Today we highlight the latest installment of our Outbreak Wisconsin collaboration with WPR, which chronicles people’s journeys through the coronavirus crisis. Reporter Jimmy Gutierrez checks in with Adija Greer-Smith. She owns the bakery Confectionately Yours, which can now operate at 50% capacity after Milwaukee County moved to a new phase in its reopening plan.

Questions about time spent and time left in the coronavirus era — 7/7/20

Today we highlight the latest installment of our Outbreak Wisconsin collaboration with WPR. Coburn Dukehart checks in with 85-year-old Beverly Blietz, a former recreational pilot, Uber driver, art gallery docent and community volunteer. She broke free from a Sister Bay nursing home during the coronavirus pandemic but still feels confined as she contemplates her future.

Wisconsin man suffers regrets after COVID-19 diagnosis — 7/2/20

Today we highlight the Appleton Post-Crescent’s profile of Dan Garber, a man with Type 2 diabetes who recently tested positive for COVID-19 after failing to take the fast-spreading virus seriously.

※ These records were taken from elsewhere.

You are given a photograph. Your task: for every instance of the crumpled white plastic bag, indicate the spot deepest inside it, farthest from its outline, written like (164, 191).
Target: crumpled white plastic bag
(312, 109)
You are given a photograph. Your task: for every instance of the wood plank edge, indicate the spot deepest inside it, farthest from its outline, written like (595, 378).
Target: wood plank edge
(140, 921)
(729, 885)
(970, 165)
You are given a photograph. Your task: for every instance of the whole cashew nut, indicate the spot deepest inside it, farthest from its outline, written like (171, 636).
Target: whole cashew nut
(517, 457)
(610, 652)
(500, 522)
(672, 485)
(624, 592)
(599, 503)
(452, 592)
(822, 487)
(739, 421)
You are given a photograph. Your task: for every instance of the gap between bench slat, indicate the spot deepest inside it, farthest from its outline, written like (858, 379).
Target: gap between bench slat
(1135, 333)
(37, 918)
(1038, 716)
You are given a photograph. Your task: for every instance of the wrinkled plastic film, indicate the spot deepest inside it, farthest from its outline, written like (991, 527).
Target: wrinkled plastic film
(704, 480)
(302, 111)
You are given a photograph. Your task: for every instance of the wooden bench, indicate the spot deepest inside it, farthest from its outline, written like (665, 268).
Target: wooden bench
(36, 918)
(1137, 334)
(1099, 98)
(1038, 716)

Duke Behnke reports that the 53-year-old Harrison man now suffers a high fever, cough, headache, body aches and diarrhea — alongside regrets that he failed to heed public health experts’ recommendations to wear a mask and keep a safe distance from others in public.

Questions about race as Wisconsin struggles to deliver jobless aid during pandemic — 6/30/20

Bram Sable-Smith, a WPR fellow embedded in the Wisconsin Watch newsroom, reports on national research showing that jobless Black and Latino workers have historically proved less likely than white workers to receive unemployment aid. Wisconsin’s Department of Workforce Development says it does not have race, gender, age or income reports available.

Pandemic exposes failures of Wisconsin unemployment system — 6/29/20

Today we draw your attention to the latest story from WPR and Wisconsin Watch’s Bram Sable-Smith exposing the numerous flaws in Wisconsin’s unemployment insurance system, leaving thousands of jobless state residents without financial support during the COVID-19 crisis. The report is based on interviews with 16 out-of-work Wisconsinites, including David Ficke, a Beaver Dam welder who lived out of his car for a time while waiting for unemployment insurance to kick in. He’s still waiting.